A limitation of this study is the fact that professional contacts of the lead author were approached for the interviews (accounting for approximately 50% of professional participants). However, the authors believe that the results incorporate highly varied feedback without a vested interest in one FOP label format dominating. Furthermore, choices made throughout the study were rationalized. We feel that our transparency on this matter is illustrative of good research ethics. The study did not evaluate all possible FOP label formats, and so this is another limitation of the present study. Additional formats, such as the Nutri-Score and other colored labels, should be considered in future studies. All FOP labels are currently limited one way or another and, unfortunately, nothing will replace nutritional education. We are, however, hopeful that with advances in personal nutrition and technology a less confusing food and nutrition future awaits us. Finally, conducting the online consumer survey could have excluded respondents who were not Internet enabled. One product type (cereal) was selected for this survey, so the results may only be valid for packaged cereal products. Therefore, consumer perceptions of other product categories must be verified on a case-by-case basis. Furthermore, these findings do not predict how people would react in real-life purchasing situations.

5. Conclusions

The aim of this research was to establish what labeling interventions can help South African consumers to better comprehend the healthiness of foods.

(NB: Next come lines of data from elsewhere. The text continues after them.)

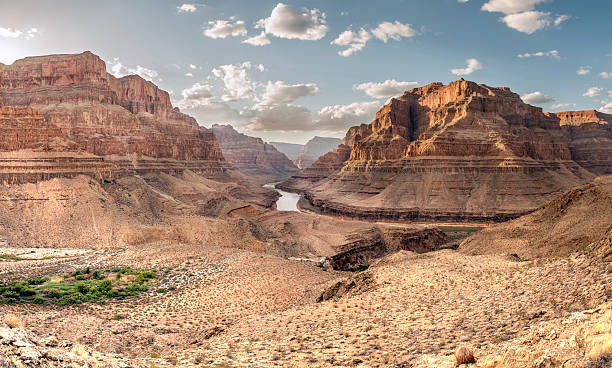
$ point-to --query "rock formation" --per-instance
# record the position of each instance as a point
(315, 148)
(291, 150)
(252, 156)
(64, 115)
(460, 152)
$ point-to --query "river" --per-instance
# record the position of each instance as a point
(287, 201)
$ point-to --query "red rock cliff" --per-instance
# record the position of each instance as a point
(129, 121)
(460, 152)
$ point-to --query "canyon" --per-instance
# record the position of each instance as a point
(103, 176)
(459, 152)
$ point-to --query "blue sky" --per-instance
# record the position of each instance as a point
(298, 85)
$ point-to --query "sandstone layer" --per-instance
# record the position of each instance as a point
(313, 149)
(252, 156)
(64, 115)
(457, 152)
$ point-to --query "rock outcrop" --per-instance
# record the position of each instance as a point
(252, 156)
(570, 222)
(65, 115)
(291, 150)
(457, 152)
(313, 149)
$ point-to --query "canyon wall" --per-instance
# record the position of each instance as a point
(460, 152)
(65, 114)
(252, 156)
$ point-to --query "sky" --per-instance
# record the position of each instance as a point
(292, 70)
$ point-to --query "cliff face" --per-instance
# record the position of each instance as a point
(461, 152)
(313, 149)
(252, 156)
(70, 104)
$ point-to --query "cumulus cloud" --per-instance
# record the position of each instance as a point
(592, 92)
(196, 95)
(238, 85)
(562, 106)
(472, 66)
(286, 118)
(287, 22)
(511, 6)
(119, 70)
(584, 70)
(224, 28)
(186, 8)
(528, 22)
(388, 88)
(537, 98)
(395, 31)
(522, 16)
(338, 118)
(356, 41)
(552, 53)
(281, 93)
(259, 40)
(15, 33)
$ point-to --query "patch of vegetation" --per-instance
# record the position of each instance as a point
(460, 229)
(10, 257)
(79, 287)
(357, 268)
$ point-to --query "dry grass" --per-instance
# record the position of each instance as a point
(12, 321)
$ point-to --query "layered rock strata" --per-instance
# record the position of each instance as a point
(313, 149)
(252, 156)
(457, 152)
(65, 114)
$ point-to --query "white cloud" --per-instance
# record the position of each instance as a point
(355, 41)
(537, 98)
(15, 33)
(388, 88)
(552, 53)
(119, 70)
(527, 22)
(584, 70)
(196, 95)
(606, 108)
(396, 31)
(186, 8)
(259, 40)
(287, 22)
(511, 6)
(281, 93)
(238, 85)
(224, 28)
(282, 118)
(593, 92)
(472, 66)
(10, 32)
(562, 106)
(338, 118)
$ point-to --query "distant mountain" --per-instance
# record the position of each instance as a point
(252, 156)
(291, 150)
(315, 148)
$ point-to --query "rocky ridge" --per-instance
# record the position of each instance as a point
(252, 156)
(457, 152)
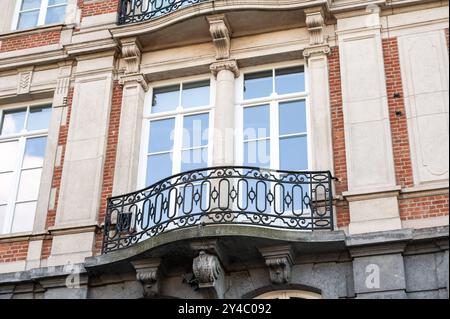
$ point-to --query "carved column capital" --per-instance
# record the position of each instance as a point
(148, 274)
(209, 273)
(131, 55)
(220, 32)
(279, 261)
(229, 65)
(134, 79)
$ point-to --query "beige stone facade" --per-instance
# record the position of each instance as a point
(378, 120)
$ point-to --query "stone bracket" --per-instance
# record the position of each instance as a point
(279, 260)
(148, 274)
(131, 54)
(24, 83)
(220, 32)
(210, 275)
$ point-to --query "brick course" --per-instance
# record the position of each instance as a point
(424, 207)
(337, 122)
(397, 114)
(110, 157)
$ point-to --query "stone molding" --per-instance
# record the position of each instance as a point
(148, 273)
(220, 33)
(279, 260)
(131, 54)
(229, 65)
(209, 273)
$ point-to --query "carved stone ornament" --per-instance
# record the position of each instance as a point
(279, 262)
(230, 65)
(220, 33)
(24, 84)
(131, 54)
(147, 273)
(209, 273)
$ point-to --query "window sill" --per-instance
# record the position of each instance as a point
(29, 31)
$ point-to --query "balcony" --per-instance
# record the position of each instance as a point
(133, 11)
(300, 201)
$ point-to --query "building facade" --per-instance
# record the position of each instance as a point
(224, 149)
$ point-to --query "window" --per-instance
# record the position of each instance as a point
(273, 115)
(177, 125)
(32, 13)
(23, 137)
(274, 119)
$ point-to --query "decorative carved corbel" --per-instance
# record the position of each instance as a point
(230, 65)
(148, 274)
(24, 83)
(210, 275)
(220, 33)
(131, 54)
(315, 22)
(279, 261)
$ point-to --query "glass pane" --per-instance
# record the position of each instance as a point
(39, 118)
(29, 184)
(290, 80)
(24, 217)
(2, 217)
(31, 4)
(13, 121)
(195, 131)
(34, 152)
(257, 153)
(258, 85)
(195, 94)
(55, 15)
(5, 187)
(293, 153)
(161, 135)
(158, 167)
(8, 154)
(28, 19)
(165, 99)
(292, 117)
(256, 122)
(194, 159)
(54, 2)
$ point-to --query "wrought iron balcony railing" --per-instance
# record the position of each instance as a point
(132, 11)
(221, 195)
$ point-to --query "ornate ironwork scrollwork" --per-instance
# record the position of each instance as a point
(221, 195)
(132, 11)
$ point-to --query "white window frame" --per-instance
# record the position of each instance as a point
(179, 113)
(42, 13)
(273, 101)
(22, 138)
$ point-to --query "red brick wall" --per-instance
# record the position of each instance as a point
(30, 41)
(97, 7)
(337, 122)
(424, 207)
(16, 251)
(110, 157)
(57, 172)
(399, 124)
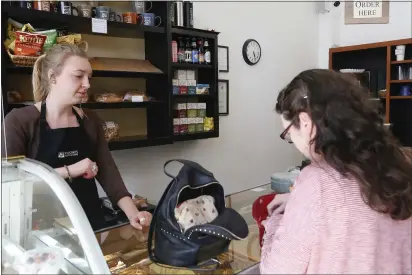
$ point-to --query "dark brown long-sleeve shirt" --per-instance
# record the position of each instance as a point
(22, 133)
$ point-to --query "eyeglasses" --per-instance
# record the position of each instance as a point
(285, 135)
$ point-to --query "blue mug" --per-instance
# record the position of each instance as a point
(148, 19)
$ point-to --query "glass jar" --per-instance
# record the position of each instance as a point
(201, 109)
(191, 110)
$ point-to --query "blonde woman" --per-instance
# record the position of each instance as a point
(69, 139)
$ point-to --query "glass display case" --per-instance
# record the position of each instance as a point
(44, 228)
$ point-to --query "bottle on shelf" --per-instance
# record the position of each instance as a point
(174, 51)
(188, 52)
(208, 55)
(181, 58)
(201, 51)
(195, 52)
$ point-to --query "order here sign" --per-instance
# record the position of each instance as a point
(367, 9)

This included investigating the extent to which various FOP labels can help consumers to judge the overall healthiness of a fictitious cereal product, a commonly consumed ultra-processed food type in South Africa. Both a health warning and Health Star-like FOP label hold promise to help consumers gauge the overall healthiness of food products. Unfortunately, neither of these FOP labels can be personalized to individual requirements at present, nor will they replace nutrition education. Through better understanding of the healthiness of food, consumers will be empowered to make healthier food choices, which can help to reduce the NCD burden. Real-life studies using physical products and behavioral measures of food selection (i.e., choice) and consumption are recommended. While the use of FOP labels in South Africa could be a viable policy option to guide consumers to reduce their consumption of ‘less healthy’ foods and encourage the consumption of ‘healthier’ products, it should form part of a broader policy strategy. As part of that policy strategy, researchers and policymakers alike must prioritize the investigation of more forward-thinking, technology-centric ‘solutions’.